Non è un esercizio facile, quello di tenere i piedi fuori dalla corrente: assomiglia più che altro a un tentativo, spesso frustrante, altre volte goffo e mal riuscito, ma credo che sia la ginnastica più interessante, anche se è la meno comoda e la meno spettacolare.
Lino Ricchiuti, presidente del movimento politico “Popolo Partite Iva”, pone un’argomentazione squillante e peraltro assai diffusa, quella dell'”Abbiamo già dato”. Dentro le mie, le nostre tasse c’è già tutto: alluvionati, senzatetto, derelitti generici, orfani e ragazze madri; andate dunque dai politici (ladri, magnaccia e magnaccioni, farabutti, mafiosi, mangiapane a tradimento, ecc.) che hanno intascato i miei soldi e chiedete conto a loro. A fare da sponda a ciò, le non dette da Ricchiuti ma implicite considerazioni sulla carità come falsa coscienza: in uno Stato serio (non diciamo giusto perché complicheremmo troppo), non deve esistere la carità, in quanto è la società a far fronte alle esigenze di tutti, a incominciare dai più deboli. Tutto quello che possiamo fare, dice Ricchiuti, è esprimere il nostro sdegno.
Convincente, vero? Sì, a parte lo sdegno che da qualche tempo, per inflazione, si è trasformato nel più indigeribile dei luoghi comuni (chissà cosa ne avrebbe scritto Flaubert nel suo sciocchezzaio,
se come noi fosse stato punzecchiato da questo ipocrita insetto). Dicevo convincente. Tanto da suscitare, se non altro per ragioni di metodo, qualche sospetto.

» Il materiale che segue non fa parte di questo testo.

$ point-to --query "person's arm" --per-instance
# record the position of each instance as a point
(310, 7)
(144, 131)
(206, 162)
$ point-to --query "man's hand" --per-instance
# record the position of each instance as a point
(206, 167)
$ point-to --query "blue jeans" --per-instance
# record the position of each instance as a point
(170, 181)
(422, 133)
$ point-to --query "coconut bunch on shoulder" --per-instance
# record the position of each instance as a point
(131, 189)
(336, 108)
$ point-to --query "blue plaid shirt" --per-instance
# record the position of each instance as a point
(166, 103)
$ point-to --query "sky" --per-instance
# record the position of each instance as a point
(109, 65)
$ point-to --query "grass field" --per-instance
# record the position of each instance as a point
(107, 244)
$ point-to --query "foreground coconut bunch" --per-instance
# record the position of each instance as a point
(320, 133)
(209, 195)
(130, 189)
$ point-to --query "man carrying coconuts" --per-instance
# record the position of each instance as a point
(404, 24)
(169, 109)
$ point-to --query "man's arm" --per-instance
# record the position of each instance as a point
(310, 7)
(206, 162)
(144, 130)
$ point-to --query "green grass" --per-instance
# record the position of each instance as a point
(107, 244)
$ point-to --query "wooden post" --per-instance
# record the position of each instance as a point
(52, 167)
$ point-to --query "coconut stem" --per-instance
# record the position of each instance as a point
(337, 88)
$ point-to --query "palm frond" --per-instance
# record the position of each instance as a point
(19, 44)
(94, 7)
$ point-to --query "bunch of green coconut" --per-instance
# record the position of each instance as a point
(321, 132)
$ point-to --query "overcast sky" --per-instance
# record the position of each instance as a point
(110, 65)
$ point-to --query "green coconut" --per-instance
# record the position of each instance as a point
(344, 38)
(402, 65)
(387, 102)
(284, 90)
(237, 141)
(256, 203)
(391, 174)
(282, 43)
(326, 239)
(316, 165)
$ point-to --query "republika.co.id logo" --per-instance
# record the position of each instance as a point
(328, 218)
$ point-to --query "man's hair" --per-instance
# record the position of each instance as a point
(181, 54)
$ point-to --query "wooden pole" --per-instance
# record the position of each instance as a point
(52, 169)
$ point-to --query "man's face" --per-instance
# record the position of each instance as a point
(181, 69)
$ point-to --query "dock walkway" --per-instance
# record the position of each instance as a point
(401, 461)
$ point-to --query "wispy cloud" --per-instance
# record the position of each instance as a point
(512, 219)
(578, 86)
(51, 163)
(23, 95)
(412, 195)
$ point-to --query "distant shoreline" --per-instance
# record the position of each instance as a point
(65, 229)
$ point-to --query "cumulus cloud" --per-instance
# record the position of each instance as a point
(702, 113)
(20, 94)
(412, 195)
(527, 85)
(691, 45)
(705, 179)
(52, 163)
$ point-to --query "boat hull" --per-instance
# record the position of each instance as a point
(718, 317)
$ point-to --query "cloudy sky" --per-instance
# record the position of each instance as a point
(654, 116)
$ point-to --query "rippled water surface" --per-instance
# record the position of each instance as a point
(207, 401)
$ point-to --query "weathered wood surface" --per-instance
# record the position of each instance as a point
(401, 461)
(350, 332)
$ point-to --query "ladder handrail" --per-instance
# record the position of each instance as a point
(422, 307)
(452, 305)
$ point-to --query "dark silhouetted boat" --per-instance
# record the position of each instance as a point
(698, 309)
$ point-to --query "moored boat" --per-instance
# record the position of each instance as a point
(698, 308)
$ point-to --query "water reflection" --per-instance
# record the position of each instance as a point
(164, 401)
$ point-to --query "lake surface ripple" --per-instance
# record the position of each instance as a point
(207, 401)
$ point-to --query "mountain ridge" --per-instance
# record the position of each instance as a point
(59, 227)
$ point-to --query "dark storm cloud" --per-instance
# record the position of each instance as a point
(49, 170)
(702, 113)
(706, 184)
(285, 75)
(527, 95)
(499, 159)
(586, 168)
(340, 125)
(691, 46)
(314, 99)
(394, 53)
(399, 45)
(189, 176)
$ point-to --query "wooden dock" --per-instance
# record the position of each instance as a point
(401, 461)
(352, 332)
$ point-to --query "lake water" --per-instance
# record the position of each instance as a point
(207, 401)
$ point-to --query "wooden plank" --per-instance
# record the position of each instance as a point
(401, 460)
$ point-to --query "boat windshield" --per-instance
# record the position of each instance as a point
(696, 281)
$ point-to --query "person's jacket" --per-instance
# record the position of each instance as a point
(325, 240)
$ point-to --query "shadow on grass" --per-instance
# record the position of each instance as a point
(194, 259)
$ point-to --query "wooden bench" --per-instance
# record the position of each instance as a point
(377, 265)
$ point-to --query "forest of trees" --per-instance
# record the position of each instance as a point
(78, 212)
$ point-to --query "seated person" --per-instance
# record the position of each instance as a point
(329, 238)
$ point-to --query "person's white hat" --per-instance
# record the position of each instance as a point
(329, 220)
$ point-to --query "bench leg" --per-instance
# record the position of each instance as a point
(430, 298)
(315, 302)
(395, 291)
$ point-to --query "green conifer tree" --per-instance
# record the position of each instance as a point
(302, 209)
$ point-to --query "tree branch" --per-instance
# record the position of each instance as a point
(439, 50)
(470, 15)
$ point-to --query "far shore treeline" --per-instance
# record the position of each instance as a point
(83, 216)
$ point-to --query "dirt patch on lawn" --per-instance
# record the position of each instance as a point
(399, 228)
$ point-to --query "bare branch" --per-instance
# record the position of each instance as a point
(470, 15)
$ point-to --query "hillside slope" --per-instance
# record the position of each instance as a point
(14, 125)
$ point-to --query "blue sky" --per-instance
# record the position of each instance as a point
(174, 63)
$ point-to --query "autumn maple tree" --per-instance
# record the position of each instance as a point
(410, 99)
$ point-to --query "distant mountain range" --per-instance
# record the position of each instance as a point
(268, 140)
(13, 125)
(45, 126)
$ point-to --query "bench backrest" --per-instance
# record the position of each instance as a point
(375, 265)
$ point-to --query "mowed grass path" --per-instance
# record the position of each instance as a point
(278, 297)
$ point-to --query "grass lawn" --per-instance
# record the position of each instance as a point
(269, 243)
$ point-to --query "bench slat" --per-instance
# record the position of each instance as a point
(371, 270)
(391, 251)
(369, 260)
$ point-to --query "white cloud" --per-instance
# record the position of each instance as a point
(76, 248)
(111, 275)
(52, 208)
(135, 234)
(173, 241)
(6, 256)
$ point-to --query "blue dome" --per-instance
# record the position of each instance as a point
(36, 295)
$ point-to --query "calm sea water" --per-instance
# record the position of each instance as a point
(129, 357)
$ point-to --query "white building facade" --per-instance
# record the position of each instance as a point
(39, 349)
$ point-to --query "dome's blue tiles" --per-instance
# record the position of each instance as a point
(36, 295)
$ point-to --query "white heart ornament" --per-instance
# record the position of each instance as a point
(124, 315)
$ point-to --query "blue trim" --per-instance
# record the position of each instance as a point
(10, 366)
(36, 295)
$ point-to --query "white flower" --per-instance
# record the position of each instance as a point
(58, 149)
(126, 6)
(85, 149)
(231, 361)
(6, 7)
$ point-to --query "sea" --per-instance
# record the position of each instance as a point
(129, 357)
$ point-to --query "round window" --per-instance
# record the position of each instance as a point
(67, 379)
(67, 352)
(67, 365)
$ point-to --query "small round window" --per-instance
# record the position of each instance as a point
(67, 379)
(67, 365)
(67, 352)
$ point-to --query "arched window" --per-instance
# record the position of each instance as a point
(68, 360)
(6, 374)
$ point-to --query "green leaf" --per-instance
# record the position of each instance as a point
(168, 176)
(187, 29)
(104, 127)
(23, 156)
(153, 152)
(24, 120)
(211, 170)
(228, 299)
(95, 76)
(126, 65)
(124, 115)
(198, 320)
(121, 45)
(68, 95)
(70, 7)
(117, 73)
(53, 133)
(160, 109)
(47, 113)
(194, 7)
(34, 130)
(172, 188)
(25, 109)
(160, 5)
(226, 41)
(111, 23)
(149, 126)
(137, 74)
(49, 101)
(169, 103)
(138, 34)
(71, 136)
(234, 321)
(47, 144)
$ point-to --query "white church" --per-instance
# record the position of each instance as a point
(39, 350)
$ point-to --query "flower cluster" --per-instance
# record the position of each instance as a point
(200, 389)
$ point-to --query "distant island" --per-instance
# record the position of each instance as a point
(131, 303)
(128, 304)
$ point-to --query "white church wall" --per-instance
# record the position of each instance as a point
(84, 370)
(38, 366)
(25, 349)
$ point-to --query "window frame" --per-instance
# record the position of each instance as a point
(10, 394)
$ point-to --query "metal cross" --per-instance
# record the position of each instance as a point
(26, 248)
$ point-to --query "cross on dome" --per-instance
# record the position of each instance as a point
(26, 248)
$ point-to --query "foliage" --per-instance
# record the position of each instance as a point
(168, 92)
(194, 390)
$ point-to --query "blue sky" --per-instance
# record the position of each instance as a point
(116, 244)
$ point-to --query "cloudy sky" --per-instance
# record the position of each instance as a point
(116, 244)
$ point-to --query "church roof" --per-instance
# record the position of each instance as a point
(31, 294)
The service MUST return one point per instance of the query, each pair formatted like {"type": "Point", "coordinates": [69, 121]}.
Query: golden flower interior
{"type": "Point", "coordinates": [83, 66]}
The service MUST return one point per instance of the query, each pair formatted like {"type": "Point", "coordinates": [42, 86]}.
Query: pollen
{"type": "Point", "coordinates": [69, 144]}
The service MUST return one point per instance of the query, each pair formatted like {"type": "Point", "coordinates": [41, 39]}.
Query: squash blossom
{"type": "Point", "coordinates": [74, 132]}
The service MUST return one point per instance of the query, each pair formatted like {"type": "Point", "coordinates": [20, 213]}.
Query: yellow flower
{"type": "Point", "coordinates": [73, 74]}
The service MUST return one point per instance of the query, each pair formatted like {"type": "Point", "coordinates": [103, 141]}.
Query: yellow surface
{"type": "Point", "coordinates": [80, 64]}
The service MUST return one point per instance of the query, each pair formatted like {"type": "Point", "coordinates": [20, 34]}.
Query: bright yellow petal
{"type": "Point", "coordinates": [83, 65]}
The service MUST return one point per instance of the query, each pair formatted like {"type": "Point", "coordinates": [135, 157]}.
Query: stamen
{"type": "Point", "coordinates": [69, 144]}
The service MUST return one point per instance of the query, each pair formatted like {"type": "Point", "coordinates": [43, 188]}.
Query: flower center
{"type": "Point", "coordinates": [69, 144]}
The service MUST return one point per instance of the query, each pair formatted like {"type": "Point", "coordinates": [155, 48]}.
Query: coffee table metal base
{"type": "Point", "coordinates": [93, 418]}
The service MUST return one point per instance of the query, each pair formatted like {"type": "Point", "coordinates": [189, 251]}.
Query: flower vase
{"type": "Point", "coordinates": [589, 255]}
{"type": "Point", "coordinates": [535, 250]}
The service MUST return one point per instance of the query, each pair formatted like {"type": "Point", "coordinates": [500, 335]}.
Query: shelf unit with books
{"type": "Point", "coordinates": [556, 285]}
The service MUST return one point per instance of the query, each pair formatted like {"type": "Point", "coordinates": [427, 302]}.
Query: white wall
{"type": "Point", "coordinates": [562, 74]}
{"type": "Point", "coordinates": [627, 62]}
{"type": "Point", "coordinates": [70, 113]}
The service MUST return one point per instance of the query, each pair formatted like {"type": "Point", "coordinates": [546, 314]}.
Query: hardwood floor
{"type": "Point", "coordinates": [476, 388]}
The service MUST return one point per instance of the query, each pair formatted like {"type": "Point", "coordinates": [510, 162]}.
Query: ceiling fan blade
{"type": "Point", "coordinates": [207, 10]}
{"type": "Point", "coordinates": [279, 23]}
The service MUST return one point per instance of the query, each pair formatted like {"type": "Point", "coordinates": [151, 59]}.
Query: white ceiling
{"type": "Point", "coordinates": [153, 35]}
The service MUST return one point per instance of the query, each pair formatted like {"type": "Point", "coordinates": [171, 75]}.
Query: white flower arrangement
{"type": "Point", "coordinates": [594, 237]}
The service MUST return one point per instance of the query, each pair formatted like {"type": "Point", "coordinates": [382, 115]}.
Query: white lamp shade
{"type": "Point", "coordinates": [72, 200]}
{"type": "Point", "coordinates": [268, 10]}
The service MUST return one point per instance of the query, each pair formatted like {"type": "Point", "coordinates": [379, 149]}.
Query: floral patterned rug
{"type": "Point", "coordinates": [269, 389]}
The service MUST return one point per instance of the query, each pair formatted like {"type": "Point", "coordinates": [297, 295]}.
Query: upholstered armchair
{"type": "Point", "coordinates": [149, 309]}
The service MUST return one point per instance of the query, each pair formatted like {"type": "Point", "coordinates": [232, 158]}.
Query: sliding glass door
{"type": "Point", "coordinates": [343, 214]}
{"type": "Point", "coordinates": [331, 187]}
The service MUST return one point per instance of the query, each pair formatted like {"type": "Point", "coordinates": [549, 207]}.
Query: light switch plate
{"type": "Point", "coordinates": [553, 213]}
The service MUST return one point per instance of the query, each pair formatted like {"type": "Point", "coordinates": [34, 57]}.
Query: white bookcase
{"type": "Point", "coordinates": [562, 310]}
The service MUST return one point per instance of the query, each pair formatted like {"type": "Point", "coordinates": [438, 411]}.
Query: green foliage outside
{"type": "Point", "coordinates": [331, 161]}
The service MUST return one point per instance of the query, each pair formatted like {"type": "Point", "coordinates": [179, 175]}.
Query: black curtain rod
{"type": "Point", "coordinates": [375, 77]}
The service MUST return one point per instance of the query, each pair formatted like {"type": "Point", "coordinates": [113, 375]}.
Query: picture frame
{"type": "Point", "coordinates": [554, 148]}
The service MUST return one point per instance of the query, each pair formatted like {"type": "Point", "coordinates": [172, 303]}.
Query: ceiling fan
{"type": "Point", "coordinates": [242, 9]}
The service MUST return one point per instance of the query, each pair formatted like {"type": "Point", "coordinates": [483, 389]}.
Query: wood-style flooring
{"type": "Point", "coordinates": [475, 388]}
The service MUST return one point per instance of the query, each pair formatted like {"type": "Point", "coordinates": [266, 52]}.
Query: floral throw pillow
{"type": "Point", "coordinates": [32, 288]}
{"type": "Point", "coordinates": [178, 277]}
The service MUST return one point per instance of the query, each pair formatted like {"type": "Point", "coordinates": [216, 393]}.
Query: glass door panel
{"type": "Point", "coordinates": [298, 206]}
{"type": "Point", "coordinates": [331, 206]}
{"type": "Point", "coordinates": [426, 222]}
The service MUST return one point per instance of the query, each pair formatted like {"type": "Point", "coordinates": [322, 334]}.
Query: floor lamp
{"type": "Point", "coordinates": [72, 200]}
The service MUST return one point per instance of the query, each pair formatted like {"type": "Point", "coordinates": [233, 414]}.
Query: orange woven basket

Mi accorgo che questo post sta diventando troppo lungo, sia per me che per il lettore, quindi prendo la scorciatoia dell’aneddoto/apologo.
Siamo nella Parigi degli anni Venti. Kiki de Montparnasse, la sublime, scandalosa ispiratrice di Man Ray e di tanti artisti, la ragazza che non aveva mai avuto una sua camera da letto, s’imbatte in una vecchia signora molto malridotta. Racconta Kiki nelle sue memorie: “Si lamentava di non avere soldi per pagare il funerale di suo figlio. Mi si intenerì il cuore. Senza dire nulla entrai nel vicino ristorante e girai per i tavoli alzando la gonna chiedendo qualche spicciolo per “lo spettacolo”. Poco dopo tornai al caffè con il cappello pieno di banconote. Le consegnai alla donna dicendole: “Qui ci sono soldi per pagare il funerale, e anche per comprarti un vestito”. Per completezza, conviene ricordare che Kiki non indossava mai le mutande.
A parte la natura forse troppo edificante di questo piccolo episodio, l’elemento che lo caratterizza sono proprio le mutande, o meglio la loro assenza. Questa disinvolta abitudine fa sì che Kiki, quando agisce, quando scende in campo, lo faccia senza riserve, senza petizioni e soprattutto senza sdegno.
Che poi ci siano altri ladri, altri farabutti, altri delinquenti che intercettano e rubano gli oboli destinati ai primi soccorsi, è un altro discorso, e ciascuno si regola come meglio crede. Preferibilmente con cautela.